Au-delà de ses avantages techniques immédiats, ce travail renforce la réputation du Canada en tant que chef de file de l’innovation et de la sécurité nucléaire. De la mise au point du réacteur CANDU™ aux progrès constants en matière de surveillance et d’entretien des réacteurs, les chercheurs canadiens continuent de repousser les limites du possible dans le domaine de la science nucléaire. En mettant au point de nouvelles méthodes pour « écouter » les réacteurs et comprendre leur comportement, l’équipe des LNC contribue à façonner la prochaine génération de systèmes nucléaires intelligents et axés sur les données, ce qui rendra les opérations plus sûres, plus efficaces et plus durables pour les décennies à venir. L’équipe de recherche est impatiente de poursuivre ce travail jusqu’en 2027, avec des essais supplémentaires sur d’autres réacteurs prévus pour l’année à venir.
« Le Canada a toujours été à l’avant-garde de la technologie nucléaire », explique le Dr El Bouzidi. « Ce projet s’inscrit dans la continuité de cet héritage en utilisant plus intelligemment les outils dont nous disposons déjà afin de rendre les réacteurs plus sûrs et plus fiables à l’avenir. »

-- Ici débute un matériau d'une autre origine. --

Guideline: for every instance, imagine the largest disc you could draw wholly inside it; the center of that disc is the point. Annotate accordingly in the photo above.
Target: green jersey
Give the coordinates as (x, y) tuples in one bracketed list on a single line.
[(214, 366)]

« En fin de compte, ce travail consiste à apprendre à écouter », explique M. Sur. « Grâce au rythme subtil du bruit neutronique, les scientifiques des LNC découvrent les signaux qui ont toujours été présents, transformant des données invisibles en informations significatives. »
En écoutant le rythme cardiaque de nos réacteurs, cette recherche ouvre la voie à un avenir nucléaire plus sûr, plus intelligent et plus réactif, où chaque vibration raconte une histoire et chaque signal contribue à protéger les systèmes qui alimentent notre monde.
Cette recherche est financée par le plan de travail fédéral en science et technologie nucléaires (FNST) d’Énergie atomique du Canada limitée (EACL), qui met en relation les organisations, ministères et agences fédéraux avec l’expertise et les installations en science nucléaire dont nous disposons au sein des Laboratoires de Chalk River.
Dans le cadre de ce Plan de travail, les chercheurs des Laboratoires Nucléaires Canadiens (LNC) mènent des projets dans le but de soutenir les responsabilités et les priorités fondamentales du gouvernement canadien dans les domaines de la santé, de la sûreté et de la sécurité, de l’énergie et de l’environnement.